What happened: Sales of previously-owned homes tumbled in December, capping a dismal year for housing. The full-year sales tally for 2018, 5.34 million, made it the worst year since 2015, when the nascent housing recovery was knocked off course by a mortgage regulation change.

December’s pace of sales missed the MarketWatch consensus forecast for a 5.10 million selling pace.

Big picture: The housing market wobbled badly last year. Now, all eyes are on the critical spring selling season to determine whether 2018 was a fluke or the beginning of the end of the cycle.
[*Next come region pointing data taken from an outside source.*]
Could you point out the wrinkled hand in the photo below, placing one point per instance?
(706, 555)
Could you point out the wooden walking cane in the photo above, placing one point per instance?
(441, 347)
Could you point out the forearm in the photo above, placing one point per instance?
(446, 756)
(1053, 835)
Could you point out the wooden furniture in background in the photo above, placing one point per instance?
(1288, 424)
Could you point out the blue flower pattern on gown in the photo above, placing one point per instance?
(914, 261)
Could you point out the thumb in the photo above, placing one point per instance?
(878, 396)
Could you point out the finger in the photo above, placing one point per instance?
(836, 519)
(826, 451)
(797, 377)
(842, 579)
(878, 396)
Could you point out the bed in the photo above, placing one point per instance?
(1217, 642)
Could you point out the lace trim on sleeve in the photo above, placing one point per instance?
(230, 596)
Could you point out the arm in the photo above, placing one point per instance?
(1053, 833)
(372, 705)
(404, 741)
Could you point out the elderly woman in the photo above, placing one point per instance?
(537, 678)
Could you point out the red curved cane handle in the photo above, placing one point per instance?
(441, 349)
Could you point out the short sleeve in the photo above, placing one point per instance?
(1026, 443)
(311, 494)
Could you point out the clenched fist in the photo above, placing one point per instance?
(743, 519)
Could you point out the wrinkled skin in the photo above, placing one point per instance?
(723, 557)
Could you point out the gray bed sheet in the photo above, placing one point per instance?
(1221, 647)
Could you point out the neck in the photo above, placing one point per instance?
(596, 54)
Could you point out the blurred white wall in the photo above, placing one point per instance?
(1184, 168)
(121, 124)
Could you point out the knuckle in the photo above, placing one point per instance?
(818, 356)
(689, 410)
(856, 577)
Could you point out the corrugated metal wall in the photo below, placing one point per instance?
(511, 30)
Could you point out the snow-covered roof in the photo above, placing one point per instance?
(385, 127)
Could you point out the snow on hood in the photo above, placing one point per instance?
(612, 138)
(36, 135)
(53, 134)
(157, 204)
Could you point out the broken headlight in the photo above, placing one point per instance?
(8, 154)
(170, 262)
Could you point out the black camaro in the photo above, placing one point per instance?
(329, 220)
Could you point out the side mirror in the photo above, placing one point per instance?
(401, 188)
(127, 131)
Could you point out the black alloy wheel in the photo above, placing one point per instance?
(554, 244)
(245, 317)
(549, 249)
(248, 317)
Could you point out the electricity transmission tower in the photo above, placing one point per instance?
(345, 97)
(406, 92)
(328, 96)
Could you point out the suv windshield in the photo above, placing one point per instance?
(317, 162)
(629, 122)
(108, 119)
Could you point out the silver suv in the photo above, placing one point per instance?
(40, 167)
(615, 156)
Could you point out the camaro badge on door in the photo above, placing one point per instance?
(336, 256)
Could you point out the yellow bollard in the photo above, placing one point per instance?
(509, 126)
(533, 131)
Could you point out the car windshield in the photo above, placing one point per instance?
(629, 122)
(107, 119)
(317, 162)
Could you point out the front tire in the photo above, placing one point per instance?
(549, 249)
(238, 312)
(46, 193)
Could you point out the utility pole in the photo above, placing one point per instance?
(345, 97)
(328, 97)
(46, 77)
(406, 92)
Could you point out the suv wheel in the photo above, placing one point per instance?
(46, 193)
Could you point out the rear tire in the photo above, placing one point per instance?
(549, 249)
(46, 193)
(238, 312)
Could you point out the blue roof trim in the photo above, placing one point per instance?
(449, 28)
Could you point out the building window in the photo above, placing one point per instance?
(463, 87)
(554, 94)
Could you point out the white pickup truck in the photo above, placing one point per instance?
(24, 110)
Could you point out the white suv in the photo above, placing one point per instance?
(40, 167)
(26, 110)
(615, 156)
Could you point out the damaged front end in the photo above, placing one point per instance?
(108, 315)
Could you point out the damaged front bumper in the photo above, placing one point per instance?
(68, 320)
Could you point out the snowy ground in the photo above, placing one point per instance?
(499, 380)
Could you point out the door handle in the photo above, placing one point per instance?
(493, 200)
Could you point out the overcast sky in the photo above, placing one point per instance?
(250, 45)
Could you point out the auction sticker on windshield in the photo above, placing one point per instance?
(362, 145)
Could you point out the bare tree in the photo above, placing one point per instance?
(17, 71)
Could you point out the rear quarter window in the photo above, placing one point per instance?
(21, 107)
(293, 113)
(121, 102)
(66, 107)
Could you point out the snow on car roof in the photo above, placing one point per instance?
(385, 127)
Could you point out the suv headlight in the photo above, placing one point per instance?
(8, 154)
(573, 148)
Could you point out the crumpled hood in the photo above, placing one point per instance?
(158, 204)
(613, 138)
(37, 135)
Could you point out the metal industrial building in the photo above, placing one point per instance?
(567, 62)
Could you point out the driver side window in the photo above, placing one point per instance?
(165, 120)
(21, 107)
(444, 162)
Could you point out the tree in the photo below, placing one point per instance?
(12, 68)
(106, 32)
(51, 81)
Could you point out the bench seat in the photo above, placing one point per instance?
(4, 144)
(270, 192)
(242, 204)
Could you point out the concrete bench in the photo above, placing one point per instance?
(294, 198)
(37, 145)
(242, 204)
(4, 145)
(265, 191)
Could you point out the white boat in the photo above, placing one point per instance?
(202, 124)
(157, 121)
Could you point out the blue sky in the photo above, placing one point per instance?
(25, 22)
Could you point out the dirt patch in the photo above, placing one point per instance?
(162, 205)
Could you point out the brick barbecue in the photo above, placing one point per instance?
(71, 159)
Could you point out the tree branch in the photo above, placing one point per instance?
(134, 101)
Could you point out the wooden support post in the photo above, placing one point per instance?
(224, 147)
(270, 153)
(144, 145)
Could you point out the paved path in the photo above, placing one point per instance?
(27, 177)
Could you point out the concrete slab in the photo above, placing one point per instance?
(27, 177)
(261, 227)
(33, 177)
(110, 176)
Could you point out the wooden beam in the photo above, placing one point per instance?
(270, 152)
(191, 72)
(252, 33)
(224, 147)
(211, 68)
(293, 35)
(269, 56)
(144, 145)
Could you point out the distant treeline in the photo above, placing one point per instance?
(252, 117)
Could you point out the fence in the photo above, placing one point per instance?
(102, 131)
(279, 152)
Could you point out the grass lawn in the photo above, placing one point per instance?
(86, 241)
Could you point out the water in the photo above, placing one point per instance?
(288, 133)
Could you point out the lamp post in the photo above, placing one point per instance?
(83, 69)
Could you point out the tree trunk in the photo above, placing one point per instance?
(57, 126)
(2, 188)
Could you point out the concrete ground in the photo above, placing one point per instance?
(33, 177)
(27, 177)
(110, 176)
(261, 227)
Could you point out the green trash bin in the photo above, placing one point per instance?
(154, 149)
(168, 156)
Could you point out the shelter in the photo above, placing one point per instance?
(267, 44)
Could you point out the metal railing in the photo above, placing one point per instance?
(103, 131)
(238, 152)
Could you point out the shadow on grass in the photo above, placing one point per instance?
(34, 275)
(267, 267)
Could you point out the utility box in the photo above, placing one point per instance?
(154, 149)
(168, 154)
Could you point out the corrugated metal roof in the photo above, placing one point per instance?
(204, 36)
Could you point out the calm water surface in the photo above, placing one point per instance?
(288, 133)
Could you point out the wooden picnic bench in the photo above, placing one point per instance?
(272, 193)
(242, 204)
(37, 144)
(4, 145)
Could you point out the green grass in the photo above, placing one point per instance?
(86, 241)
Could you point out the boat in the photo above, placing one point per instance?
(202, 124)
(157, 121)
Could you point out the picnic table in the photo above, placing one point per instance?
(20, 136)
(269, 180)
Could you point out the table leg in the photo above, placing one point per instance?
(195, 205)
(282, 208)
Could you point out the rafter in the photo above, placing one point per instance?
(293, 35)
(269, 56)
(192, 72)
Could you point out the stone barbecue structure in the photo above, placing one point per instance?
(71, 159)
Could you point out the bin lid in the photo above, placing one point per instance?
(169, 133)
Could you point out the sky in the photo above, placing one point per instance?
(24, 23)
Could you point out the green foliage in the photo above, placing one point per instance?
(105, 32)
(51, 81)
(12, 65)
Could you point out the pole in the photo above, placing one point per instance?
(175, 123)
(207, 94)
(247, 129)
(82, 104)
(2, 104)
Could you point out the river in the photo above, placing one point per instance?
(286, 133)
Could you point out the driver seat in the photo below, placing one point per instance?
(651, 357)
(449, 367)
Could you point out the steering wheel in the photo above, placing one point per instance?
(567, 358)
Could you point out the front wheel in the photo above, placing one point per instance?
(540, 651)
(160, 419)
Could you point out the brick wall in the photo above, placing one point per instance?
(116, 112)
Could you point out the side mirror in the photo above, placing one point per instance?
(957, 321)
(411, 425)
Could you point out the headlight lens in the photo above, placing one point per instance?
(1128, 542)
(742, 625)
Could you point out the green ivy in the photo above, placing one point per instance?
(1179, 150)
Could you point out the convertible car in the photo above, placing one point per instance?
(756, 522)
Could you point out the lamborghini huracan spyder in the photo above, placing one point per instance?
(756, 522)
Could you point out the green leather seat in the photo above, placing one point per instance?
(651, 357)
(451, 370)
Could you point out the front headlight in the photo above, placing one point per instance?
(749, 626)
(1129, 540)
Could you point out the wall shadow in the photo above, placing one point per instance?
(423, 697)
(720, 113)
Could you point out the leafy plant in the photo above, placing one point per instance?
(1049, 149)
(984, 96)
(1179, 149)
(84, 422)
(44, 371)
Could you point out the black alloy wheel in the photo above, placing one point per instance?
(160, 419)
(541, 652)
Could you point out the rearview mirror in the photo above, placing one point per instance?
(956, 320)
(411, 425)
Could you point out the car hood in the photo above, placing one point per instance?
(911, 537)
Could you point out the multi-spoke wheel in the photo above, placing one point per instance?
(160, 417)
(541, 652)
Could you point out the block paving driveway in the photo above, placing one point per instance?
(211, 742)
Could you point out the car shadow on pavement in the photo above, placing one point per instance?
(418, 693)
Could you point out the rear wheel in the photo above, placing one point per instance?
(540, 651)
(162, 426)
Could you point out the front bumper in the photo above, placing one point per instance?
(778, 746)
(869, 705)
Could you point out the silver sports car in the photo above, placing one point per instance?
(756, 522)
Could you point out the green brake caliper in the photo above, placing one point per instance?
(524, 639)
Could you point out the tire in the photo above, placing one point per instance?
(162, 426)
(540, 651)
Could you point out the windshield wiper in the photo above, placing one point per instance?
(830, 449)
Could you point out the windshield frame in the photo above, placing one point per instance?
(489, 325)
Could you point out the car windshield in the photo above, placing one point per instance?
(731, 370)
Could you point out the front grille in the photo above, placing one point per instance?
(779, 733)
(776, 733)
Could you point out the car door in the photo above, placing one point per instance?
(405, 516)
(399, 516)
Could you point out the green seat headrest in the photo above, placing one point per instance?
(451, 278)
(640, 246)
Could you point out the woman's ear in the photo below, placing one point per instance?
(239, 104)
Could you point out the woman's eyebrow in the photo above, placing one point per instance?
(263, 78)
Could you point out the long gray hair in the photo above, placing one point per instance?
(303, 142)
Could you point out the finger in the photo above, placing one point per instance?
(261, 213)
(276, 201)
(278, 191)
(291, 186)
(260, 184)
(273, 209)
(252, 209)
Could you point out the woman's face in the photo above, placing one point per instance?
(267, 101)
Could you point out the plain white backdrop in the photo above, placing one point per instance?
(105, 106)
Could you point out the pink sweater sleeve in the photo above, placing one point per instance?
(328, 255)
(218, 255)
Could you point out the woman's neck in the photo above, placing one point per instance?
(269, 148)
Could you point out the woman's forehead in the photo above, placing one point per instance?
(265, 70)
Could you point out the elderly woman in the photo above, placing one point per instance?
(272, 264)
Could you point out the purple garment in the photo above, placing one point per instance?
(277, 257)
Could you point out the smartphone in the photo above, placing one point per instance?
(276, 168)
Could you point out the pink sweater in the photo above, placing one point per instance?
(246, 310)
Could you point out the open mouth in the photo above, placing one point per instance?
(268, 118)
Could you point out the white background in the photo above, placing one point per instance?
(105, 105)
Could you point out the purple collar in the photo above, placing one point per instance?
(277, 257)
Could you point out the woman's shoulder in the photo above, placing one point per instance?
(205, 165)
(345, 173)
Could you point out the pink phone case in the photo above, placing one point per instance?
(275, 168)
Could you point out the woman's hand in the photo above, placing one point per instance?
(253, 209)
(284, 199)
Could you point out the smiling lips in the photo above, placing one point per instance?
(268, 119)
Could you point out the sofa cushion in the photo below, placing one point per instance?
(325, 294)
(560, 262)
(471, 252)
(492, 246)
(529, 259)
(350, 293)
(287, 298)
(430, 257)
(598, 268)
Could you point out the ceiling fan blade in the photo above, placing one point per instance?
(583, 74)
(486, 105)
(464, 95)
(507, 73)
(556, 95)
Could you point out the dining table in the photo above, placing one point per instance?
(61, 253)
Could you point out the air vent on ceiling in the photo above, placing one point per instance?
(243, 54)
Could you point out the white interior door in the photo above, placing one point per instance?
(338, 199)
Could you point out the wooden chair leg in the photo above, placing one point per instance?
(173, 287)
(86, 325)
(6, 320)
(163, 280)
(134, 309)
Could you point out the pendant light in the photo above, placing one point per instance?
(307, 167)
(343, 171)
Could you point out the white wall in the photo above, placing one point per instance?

Even as sales slipped in December, inventory did as well. At the current sales pace, it would take 3.7 months to exhaust available supply, down from 3.9 months in November. Properties stayed on the market for an average of 46 days in December, up from 42 days in November.

But demand is waning: the median sales price in December, $253,600, was only 2.9% higher than a year ago. No regions saw an increase in sales in December, and first-time buyers made up 32% of all transactions in the month, making no headway.

What they’re saying: In December, home showings were 7.2% lower than a year ago, the fifth straight month of yearly declines, according to a report from ShowingTime. The company’s data comes from more than 1.2 million active listings that subscribe to its services. “Buyer traffic continues to subside across all regions of the U.S. compared to the record numbers recorded at the same time last year,” ShowingTime said in a statement. “This is potentially good news for buyers, who are seeing less competition in the market.”

“In the very near term, we think we could see a brief period of stronger housing data,” said economists at Bank of America Merrill Lynch.

“The decline in mortgage rates is very well timed ahead of the spring selling season. We suspect that potential homebuyers who may have been scared from the market during the period of rising rates in the fall could see it as an opportunity to jump back in. Moreover, the labor market is currently very strong with a high number of job openings and upward pressure on wages.”

Market reaction: The 10-year Treasury note, which most fixed-rate mortgages track, has caught a bid in recent weeks, helping make home loans more affordable for borrowers.